Surveys from all over the world show that people who have medical conditions are especially likely to have sleep problems. A medical condition can lead to a sleep problem, and a sleep problem can lead to a medical condition. Each can exacerbate the other. There is a particularly strong link between chronic pain and sleep difficulty. Most people with chronic pain have insomnia. Research shows that cognitive behavioral therapy for insomnia improves the sleep of people who have heart disease and insomnia. People with lung cancer and women with breast cancer are especially likely to experience sleep difficulty. People who experience seasonal allergies are more likely than other people to have insomnia, to snore and to have sleep related breathing problems.

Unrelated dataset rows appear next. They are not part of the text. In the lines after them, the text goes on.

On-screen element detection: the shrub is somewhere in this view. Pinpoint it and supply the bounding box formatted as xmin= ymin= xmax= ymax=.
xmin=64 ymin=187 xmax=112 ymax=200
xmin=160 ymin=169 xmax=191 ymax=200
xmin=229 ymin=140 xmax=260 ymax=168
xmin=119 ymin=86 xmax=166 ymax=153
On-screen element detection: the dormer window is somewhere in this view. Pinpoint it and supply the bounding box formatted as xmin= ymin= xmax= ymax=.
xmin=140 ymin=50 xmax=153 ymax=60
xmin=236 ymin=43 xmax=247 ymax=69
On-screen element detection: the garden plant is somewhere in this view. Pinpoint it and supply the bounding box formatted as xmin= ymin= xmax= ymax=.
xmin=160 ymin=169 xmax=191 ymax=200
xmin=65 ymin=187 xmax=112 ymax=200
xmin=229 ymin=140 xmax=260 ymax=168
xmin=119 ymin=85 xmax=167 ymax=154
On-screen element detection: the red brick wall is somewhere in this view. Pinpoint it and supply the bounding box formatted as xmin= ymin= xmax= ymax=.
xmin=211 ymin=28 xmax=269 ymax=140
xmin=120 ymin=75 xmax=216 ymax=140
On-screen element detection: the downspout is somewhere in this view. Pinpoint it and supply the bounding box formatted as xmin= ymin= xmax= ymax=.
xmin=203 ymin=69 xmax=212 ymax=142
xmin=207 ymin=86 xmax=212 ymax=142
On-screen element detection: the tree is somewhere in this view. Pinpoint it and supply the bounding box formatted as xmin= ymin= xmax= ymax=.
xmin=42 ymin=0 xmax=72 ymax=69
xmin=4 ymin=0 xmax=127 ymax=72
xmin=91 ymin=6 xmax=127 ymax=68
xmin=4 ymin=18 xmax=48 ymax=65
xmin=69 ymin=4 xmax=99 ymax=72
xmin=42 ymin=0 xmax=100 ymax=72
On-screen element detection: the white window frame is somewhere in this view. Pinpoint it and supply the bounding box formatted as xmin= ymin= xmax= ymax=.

The chapter also summarizes some of the findings about sleep when a person has Alzheimer’s disease, Parkinson’s disease, or multiple sclerosis.
Often people who are starting to improve their sleep worry that their progress is only temporary and that poor sleep will return. If a person had insomnia for several years, he/she may be especially prone to this fear of relapse. Maintenance starts with reminding oneself that they have acquired new knowledge about their sleep and mastered the strategies that improve it. This is very important to remember; it means that one will never be back at square one. This chapter provides some very practical steps to anticipate what could happen. Once a person knows the strategies for improving sleep he/she can use them as needed.
This chapter provides information on some substances that are not exactly “pills” but they are often marketed as sleep aids. They include over-the-counter products, natural health products including herbal remedies, and cannabis. Over-the-counter sleep aids do not require a prescription and they are quite widely available through pharmacies. If a person has seasonal allergies, these medications may help them sleep on those nights when their allergy symptoms would otherwise disturb their sleep. Natural health products may help induce sleepiness and help some people who have mild difficulty falling asleep, and who are otherwise healthy (having no medical or mental health problems). There are several downsides of using recreational cannabis for sleep. Regular use of any form of cannabis can lead to dependence and difficult withdrawal symptoms including irritability, insomnia, depression and anxiety. Importantly, it can impair brain function, especially in people under age 21, whose brains are still developing.